In fact, it’s worse than that. In a FaceBook post dated March of 2015, he proposed the following “compromise” position: “What if we compromised on abortion? You can eject the baby, but you can’t stab it in the brain, poison its heart, or rip it to shreds.” This would still permit the use of drugs such as misoprostol and RU486 to induce contractions. Another reader in the thread noted that this argument was originally made by a fellow named Walter Block. Petersen approved and praised Block in reply. Here’s a short video of Block himself advocating for this position, which he calls “evictionism.” Note that Block explicitly refers to this as a “principled compromise.” In other words, he is not saying that a legislator should be willing to sign less than ideal anti-abortion bills for the sake of saving some babies. He believes this compromise is morally acceptable, even deceiving himself into pretending there’s some significant difference between “evicting” a baby and “killing” it. Petersen clearly indicated that this is his position as well, and as far as I know he’s never walked it back.

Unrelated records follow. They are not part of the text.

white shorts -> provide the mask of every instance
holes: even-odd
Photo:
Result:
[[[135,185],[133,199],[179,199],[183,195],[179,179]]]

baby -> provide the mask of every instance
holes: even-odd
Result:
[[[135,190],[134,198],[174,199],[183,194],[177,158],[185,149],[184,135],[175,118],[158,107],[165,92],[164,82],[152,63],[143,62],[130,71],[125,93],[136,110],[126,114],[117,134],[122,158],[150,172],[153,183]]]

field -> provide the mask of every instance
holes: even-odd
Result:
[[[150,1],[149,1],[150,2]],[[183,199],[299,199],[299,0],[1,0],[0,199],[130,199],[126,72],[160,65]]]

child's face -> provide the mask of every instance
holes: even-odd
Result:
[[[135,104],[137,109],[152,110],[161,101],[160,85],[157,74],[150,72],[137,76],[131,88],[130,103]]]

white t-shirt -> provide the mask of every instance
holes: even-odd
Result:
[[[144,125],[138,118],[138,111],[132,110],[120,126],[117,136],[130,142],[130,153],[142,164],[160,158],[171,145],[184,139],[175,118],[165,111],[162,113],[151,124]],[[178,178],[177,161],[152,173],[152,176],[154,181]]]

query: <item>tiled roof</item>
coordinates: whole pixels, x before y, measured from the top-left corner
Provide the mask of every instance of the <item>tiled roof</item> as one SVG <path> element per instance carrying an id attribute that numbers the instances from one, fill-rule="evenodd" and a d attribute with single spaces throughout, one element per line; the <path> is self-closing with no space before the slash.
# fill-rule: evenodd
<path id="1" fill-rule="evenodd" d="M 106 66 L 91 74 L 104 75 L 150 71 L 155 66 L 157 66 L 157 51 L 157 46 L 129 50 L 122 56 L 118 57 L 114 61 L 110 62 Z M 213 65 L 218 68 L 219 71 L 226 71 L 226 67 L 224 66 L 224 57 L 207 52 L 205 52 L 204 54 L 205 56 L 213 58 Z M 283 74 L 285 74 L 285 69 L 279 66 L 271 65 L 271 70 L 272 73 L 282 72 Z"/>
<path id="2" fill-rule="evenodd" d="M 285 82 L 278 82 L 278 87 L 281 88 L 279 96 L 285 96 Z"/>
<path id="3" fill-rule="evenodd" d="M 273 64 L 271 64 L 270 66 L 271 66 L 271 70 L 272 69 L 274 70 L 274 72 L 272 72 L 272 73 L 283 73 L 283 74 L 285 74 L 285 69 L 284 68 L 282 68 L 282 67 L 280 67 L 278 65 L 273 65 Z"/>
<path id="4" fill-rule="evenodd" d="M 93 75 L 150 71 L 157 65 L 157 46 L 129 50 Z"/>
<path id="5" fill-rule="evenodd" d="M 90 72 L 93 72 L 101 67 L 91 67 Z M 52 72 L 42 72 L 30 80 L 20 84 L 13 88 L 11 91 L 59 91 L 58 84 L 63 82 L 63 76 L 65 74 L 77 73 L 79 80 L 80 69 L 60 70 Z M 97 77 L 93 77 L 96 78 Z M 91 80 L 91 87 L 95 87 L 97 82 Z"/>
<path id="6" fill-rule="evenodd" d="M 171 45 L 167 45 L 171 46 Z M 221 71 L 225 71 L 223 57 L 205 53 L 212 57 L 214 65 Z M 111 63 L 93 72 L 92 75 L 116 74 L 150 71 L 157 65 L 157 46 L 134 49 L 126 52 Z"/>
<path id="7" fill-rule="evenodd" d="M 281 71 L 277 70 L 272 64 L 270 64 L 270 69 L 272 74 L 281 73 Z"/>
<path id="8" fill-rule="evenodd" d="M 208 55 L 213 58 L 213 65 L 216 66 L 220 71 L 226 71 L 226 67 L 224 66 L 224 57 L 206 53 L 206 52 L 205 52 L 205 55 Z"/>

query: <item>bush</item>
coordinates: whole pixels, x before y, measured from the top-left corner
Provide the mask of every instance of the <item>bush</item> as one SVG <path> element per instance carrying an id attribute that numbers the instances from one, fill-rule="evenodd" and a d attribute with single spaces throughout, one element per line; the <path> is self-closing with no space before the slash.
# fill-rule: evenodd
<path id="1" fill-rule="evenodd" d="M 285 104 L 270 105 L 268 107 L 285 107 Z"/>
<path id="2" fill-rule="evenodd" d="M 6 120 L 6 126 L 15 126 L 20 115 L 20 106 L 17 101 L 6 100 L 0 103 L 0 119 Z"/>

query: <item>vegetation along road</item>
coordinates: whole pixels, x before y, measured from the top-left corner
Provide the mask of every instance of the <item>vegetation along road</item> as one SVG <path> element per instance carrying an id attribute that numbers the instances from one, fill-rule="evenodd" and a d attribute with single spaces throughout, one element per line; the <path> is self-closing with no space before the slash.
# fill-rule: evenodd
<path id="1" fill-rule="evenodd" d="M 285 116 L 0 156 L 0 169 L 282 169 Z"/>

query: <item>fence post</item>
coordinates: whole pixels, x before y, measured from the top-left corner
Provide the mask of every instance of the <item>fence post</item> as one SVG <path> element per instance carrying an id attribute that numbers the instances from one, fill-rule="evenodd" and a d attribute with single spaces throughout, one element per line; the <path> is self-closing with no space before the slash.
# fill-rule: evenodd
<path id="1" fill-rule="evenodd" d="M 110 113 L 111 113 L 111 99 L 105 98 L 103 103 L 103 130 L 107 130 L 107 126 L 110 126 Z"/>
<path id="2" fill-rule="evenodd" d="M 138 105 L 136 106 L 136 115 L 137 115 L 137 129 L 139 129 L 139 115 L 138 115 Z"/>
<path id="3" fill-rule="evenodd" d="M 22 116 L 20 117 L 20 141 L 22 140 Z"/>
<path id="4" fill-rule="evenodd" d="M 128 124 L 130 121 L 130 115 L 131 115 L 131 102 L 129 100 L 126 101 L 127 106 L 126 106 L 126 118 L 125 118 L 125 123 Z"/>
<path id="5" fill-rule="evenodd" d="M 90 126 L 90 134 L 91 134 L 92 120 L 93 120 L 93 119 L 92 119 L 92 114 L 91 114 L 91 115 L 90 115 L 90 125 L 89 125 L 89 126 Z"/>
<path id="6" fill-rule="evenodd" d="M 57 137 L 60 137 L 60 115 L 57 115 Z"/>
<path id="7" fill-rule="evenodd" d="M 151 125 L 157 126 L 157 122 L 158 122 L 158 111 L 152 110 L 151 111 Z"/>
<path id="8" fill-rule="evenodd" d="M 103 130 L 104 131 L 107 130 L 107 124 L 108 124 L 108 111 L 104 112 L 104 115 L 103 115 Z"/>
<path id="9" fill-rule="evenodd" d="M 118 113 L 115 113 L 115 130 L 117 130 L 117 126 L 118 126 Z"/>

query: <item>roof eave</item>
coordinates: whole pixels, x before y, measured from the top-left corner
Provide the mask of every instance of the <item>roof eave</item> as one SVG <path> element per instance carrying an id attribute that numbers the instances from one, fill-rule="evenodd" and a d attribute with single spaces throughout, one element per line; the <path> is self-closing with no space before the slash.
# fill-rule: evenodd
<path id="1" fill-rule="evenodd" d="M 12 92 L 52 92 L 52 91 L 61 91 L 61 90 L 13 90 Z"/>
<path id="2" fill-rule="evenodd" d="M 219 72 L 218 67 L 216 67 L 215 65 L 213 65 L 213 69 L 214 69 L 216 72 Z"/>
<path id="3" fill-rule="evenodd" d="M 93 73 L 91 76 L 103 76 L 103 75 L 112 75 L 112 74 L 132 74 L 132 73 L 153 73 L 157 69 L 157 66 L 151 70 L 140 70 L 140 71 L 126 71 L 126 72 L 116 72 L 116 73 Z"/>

There’s more. Petersen talks quite a bit about “solving” abortion by “non-coercive” means, like making birth control (even more) freely available, even over the counter. (Weirdly, he refers to the few restrictions there still are on pill access as part of the government’s “war on drugs,” a phrase that generally has nothing to do with birth control.) There are so many problems with his position that one hardly knows where to start. First of all, Petersen is blindly accepting the research that purports to show birth control reduces abortions. This is far from settled. Moreover, making birth control as accessible as Advil would benefit rapists and pimps who could reduce their own inconvenience by pressing the pills onto children. Women with other health complications would no longer have the safeguard of the prescription process to warn them away from helping themselves to something potentially lethal. For example, birth control is not recommended for women with a history of blood clots.
All of which is to say that Petersen is muddled at best on the life issue, and at worst, he is actively suggesting that abortion is acceptable under some circumstances. So, on the one issue where we were supposed to be all excited about Petersen, turns out he’s not really all that. Meanwhile, although he’s said good-sounding things about religious liberty, he’s peddling the typical libertarian shtick when it comes to “getting government out of the marriage business.” In other words, make marriage cease to be a legal matter at all. How exactly children and their custody are supposed to fit into this, don’t ask.
Here’s the truth: Austin Petersen is not going to be President, now or ever. Any vote cast for him will still be a protest vote. So, why, you may ask, is he generating so much interest among conservative voters, if he’s not even solid on key issues? I believe the answer is that people don’t want to be left out. For many, it’s already a big step to break with the Republican party. People who aren’t used to casting protest votes want to feel like they have a voice in the conversation. They like to feel as though at least some people are talking about their guy, even if he doesn’t win.
If you ask me, that’s a pretty weak argument for a pretty weak candidate. If you’ve chosen to protest, protest boldly. Vote Constitution Party. Write in Ted Cruz, or Chuck Norris. Whatever you do, vote your conscience, even if nobody’s ever heard of whoever it is you pick.
Because that’s what this is all about, right?